Due to the advancement of technology, knowing how a computer works turned into a basic life skill. First, it is a must for everyone (regardless of their age) to know how to search the internet. The internet is an ocean of knowledge and people should never be deprived of it. This is also the reason why law makers are making basic internet access into a human right. Second, one must know the proper use of different digital devices like how to download apps and how to use each of them. Finally, one must know how a computer works. For instance, the different cables and connections that you need to use to connect to the internet, or local networking. With this, you would need to know the basics about the Ethernet cord.

What is an Ethernet Cord?

An Ethernet cord is the most widely used connection to connect computers within a local area.  For example, if you would want multiple computers in your office to be connected to the internet, then you could use the cord so that these computers would be able to share the connection. It’s the same when you have multiple computers at home.

The Two Types Of Cord

There are two types of this cord being manufactured: the solid and the stranded. The solid type of cord boasts of better performance, though it is advisable to only use them indoors. That is why the stranded cord has been manufactured. This is the more durable type and can usually survive the basic wear and tear of travel, so it’s the one to use for your portable devices.

Basic Categories

There are different types of category cables. There’s the category three, the oldest one of the bunch. It is no longer in use, so we won’t discuss it anymore. After that we have the category 5 or the cat5. This is the one we are already familiar with, because during the boom of personal computers and the internet, this is the cable that we have come to know. Of course, it is not commonly used anymore as well, because a lot has changed from the speed of internet and Ethernet connections since then. It can only handle 10/100 Mbps with a bandwidth limit of 100 Mhz. Pretty slow, right? Thus, there are only so much left of the computers and the people who still use this today.

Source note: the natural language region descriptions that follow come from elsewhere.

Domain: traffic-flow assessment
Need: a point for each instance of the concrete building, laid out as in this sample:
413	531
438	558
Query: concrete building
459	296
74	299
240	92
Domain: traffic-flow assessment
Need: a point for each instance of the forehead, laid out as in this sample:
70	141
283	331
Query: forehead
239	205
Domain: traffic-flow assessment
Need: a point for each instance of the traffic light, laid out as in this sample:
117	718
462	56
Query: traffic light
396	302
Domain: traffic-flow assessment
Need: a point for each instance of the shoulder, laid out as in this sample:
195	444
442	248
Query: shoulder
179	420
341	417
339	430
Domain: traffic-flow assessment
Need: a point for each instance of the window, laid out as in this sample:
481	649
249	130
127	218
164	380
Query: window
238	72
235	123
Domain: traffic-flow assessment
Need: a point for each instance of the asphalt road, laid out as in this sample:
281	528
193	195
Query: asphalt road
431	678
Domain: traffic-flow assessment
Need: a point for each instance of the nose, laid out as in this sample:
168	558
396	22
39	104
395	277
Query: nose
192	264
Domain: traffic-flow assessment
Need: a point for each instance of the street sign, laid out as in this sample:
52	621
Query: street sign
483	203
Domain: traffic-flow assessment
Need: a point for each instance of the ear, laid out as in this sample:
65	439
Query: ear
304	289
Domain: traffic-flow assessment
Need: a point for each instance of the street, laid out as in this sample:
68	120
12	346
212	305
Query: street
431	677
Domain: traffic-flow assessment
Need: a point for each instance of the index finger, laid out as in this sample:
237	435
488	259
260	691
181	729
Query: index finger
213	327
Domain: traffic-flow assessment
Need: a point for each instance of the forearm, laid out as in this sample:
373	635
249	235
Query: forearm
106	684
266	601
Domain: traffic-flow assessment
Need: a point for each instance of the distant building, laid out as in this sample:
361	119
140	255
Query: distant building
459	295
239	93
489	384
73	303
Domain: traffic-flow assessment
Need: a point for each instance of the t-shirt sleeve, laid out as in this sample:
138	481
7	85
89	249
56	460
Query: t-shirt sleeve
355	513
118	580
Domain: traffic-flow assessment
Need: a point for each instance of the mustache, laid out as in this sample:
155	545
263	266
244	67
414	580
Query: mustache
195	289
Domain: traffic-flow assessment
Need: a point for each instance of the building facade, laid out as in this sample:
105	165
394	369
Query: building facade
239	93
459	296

Next in the list is the Cat5e, or the category 5 “enhanced”. This cable can handle 1000 Mbps with still a 100 Mhz bandwidth limit. If you do not have any reason to get a faster connection (i.e. your connection is only for personal use), then this is the cable that would be enough to suit your needs.

Finally, we have the category 6. Here is another commonly used cable, which is a leap higher than 5e. If you want a faster connection (at 10g Ethernet and 250 Mhz bandwidth), then this is the category cable for you. Of course aside from the ones listed here, there might be other types of cat cables out there, but they are more complicated to use already.